Volontà di cooperazione
Le intenzioni dell’amministrazione Biden sulla lotta al cambiamento climatico sono state da subito chiare. Non a caso tra le prime mosse del democratico c’è stato il ritorno nell’Accordo di Parigi del 2015 (accolto con favore dall’Unione europea), dal quale il predecessore, Donald Trump, si era invece ritirato. Dal vertice della prossima settimana (il primo giorno coincide con la Giornata della Terra) ci si aspetta che gli Stati Uniti e altri Paesi annuncino obiettivi nazionali più ambiziosi per la riduzione delle emissioni di carbonio prima o durante l’incontro, insieme alla promessa di aiuto finanziario per gli sforzi per il clima da parte delle nazioni meno ricche.
Lo stesso Xi, ha fatto sapere l’anno scorso che la Cina sarà ‘carbon-neutral’ entro il 2060 e mira a raggiungere il picco di emissioni nel 2030. “Per un Paese grande con 1,4 miliardi di persone questi obiettivi non sono facili da raggiungere”, ha commentato il vice ministro degli Esteri cinese, Le Yucheng, in un’intervista ad Associated Press. “Alcuni Paesi chiedono alla Cina di raggiungere gli obiettivi prima.
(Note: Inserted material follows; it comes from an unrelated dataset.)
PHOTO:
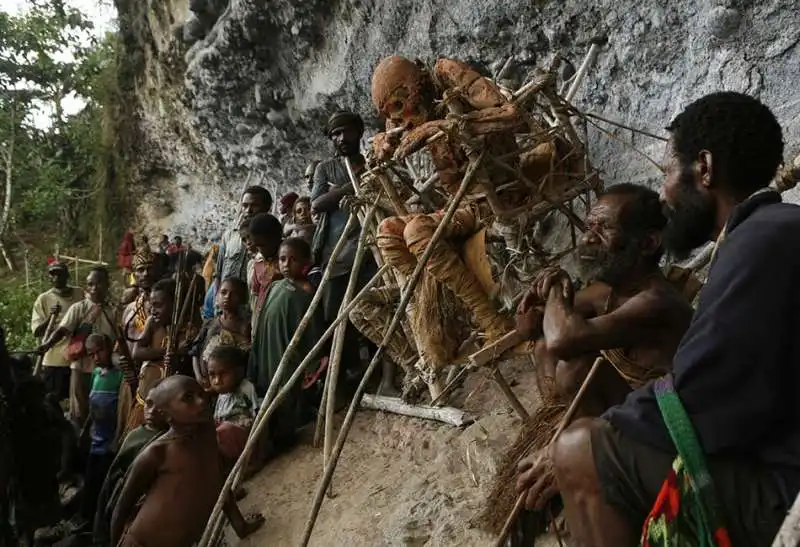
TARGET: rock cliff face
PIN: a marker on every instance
(246, 103)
Temo che questo non sia molto realistico, ha precisato, paragonando la Cina “a uno studente delle elementari. Mentre i Paesi sviluppati sono studenti delle scuole medie. Ora, se chiedete a studenti delle elementari e delle medie di diplomarsi allo stesso momento è contro al corso naturale della crescita, dunque è irrealistico”.
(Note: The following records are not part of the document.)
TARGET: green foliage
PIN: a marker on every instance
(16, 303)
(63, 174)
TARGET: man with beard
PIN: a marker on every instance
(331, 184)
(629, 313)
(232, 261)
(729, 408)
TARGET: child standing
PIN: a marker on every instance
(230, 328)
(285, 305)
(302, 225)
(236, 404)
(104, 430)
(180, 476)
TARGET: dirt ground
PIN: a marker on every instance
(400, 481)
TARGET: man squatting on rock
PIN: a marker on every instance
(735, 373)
Sciolto l’iceberg più grande al mondo
Nel frattempo un enorme iceberg, che per un periodo è stato il più grande del mondo, si è sciolto, frantumandosi in una moltitudine di frammenti. A68, 6mila kmq per un peso di un miliardo di tonnellate, si era staccato dall’Antartide nel 2017. Per un anno non si era praticamente mai mosso, poi aveva iniziato a spostarsi verso nord con velocità crescente, cavalcando forti correnti e venti. Il blocco aveva galleggiato nell’Atlantico meridionale verso la Georgia del Sud, piccola isola dove molti dei più grandi iceberg si infrangono impigliati nelle secche locali. Questo non era stato il destino di A68 che si è sciolto in frammenti più piccoli, in seguito, a causa della temperatura dell’acqua e dell’aria nell’Atlantico.